Men and Women Account for Significant Share in Luxury Apparel Market
The global luxury apparels market includes materials such as cotton, leather, silk, and denim. Cotton leads the global market with a share of almost 36.0% in 2015 and the demand for the same stems primarily from regions such as Asia Pacific and the Middle East and Africa. Denim is anticipated to emerge as a highly lucrative segment during the forecast period, registering a CAGR of 13.8% from 2016 to 2024. As far as gender is concerned, women dominate the luxury apparels market; however, the men are not far behind. Both the segments accounted for an almost equal share in 2015.
From a geographical perspective, Europe accounts for a massive share in the global luxury apparel market thanks to the strong presence of numerous luxury brands across the region. On the other hand, Asia Pacific holds immense promise, exhibiting a healthy CAGR of 14.5% over the course of the forecast period.

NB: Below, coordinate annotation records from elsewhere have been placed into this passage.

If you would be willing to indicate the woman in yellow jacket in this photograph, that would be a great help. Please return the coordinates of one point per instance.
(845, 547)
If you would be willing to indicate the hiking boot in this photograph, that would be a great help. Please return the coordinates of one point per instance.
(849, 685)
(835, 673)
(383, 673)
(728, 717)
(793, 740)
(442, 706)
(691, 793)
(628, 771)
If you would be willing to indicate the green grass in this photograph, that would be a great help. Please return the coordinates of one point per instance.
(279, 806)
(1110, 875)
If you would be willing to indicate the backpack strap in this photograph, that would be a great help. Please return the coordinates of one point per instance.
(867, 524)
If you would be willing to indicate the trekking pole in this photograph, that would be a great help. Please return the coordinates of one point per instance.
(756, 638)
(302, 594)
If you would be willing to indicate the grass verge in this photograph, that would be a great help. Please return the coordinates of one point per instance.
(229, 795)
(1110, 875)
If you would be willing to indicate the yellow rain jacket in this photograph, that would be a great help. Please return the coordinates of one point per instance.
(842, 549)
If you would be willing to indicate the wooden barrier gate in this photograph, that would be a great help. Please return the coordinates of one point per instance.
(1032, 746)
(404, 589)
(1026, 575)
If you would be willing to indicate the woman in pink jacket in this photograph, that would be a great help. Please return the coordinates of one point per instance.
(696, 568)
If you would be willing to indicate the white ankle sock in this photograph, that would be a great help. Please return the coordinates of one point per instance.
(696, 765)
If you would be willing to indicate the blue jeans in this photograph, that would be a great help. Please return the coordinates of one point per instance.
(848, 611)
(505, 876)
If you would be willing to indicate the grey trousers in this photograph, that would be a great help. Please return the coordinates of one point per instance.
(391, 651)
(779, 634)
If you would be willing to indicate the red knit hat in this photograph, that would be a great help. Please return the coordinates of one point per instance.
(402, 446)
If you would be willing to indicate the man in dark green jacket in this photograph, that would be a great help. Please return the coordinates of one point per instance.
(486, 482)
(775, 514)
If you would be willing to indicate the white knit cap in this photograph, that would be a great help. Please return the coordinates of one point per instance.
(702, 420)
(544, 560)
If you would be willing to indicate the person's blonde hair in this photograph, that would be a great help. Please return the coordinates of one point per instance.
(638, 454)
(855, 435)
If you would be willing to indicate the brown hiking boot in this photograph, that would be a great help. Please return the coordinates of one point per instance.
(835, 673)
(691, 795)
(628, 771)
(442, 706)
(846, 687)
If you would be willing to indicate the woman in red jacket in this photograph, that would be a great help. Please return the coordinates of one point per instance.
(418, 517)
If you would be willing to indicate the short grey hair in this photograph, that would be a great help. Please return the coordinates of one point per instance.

Increased Presence of HNWI with a Tendency to Splurge on Luxury Items a Major Growth Driver
One of the most significant factors that drives the demand for luxury apparel across the globe is a change in the standard of living of the people. Studies have shown that the number of people living in extreme poverty has declined to a certain degree and this factor, supplemented with a rise in disposable income has had a positive impact on the luxury apparel market. Moreover, there has been an increase in the number of high net worth individuals, mainly across Asia Pacific. Asia stands out as a region with the highest number of HNWIs, in terms of both population and wealth, with China and Japan emerging as big spenders. This gives the luxury apparels market a major boost.
On the down side, high entry-level barriers are likely to blemish the progress this market has made thus far. The amount of capital required to be invested in this market is exceptionally high and companies need to constantly innovate in order to stay on top. Investments could mean in terms of maintaining the quality, history, craftsmanship, and heritage of the brand. They could also mean developing newer distribution networks and marketing channels.
This review is based on the findings of a TMR report titled “Luxury Apparels Market (Material - Cotton, Leather, Silk, and Denim; Gender - Men and Women) - Global Industry Analysis, Trend, Size, Share and Forecast 2016-2024.”